Buffer Appearance

Buffers can have a large amount of data in them, represented by different colors. The means of displaying these colors depends on the format output. Here is an example scene, shown first in VPR.

Our scene, shown in Final Render VPR mode

We can change the buffer display mode by selecting from the Buffer menu at the top of the viewport.

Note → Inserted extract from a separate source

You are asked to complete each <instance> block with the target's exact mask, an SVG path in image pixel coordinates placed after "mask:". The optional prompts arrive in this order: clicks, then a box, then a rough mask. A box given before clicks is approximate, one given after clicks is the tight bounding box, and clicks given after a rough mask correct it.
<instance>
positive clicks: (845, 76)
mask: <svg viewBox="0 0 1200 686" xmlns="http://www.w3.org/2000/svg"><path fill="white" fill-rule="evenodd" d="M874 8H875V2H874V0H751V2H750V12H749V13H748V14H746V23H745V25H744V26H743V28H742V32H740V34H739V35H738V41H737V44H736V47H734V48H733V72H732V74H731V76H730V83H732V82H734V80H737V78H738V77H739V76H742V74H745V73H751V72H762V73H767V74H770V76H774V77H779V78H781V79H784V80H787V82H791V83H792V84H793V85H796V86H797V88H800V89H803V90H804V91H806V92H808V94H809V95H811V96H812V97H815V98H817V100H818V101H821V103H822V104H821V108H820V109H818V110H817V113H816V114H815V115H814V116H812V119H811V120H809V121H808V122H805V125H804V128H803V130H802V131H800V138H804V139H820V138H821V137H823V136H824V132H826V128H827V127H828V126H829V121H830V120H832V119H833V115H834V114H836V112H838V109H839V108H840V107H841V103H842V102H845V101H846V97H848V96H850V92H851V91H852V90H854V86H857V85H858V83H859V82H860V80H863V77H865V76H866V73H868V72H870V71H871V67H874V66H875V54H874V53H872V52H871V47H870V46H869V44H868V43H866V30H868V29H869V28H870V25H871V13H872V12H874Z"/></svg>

Object ID, Surface ID and Depth buffers


If your normalized depth buffer is only showing black or white for geometry, make sure the Depth Buffer options are set correctly for your scene. Visit Render Properties (Ctrl+F9) > Buffers > Depth and set the Options to an appropriate range for your scene.


For VPR

Things are always colorized in VPR to make it easier to visualize the data. Likewise, the depth buffer is normalized (see above if your depth buffer does not look right). When you are performing final renders, things change.

For HDR

Floating Point (FP) images (EXR, RAD, Cineon and so on) will use floating point numbers to separate scene elements. If you were to look at a rendered image with buffers in Photoshop or an image viewer capable of displaying a floating point image, but capable of no further processing, all you would see is white. There are different shades of white, but not in a human-visible way. Compositing programs don't care, they can see the differences very well and that's what is important.

Images will be colorized when viewed in LightWave's Image Viewer (and normalized for the Depth Buffer), but FP grayscale in other applications.

Holding down the LMB in the Image Viewer and moving over an image will show the ID number for the scene elements in this buffer

For LDR

LDR buffer images are always colorized. Additionally if you use TIFF or JPEG, the Blue RGB channel is used to contain the Surface and Object ID, which can be seen in Image Viewer (the lossy nature of JPEG compression means that item borders are not always clean). No other LDR format image contains the necessary metadata channels to enable this view of IDs, but all image formats work equally well outside LightWave. In Image Viewer, the RGB values will be shown on mouseover as they always have been.

Be aware that there is a limit of 255 Object or Surface IDs if you output LDR images. If your scene requires more of either (or both), you should use HDR output to avoid problems.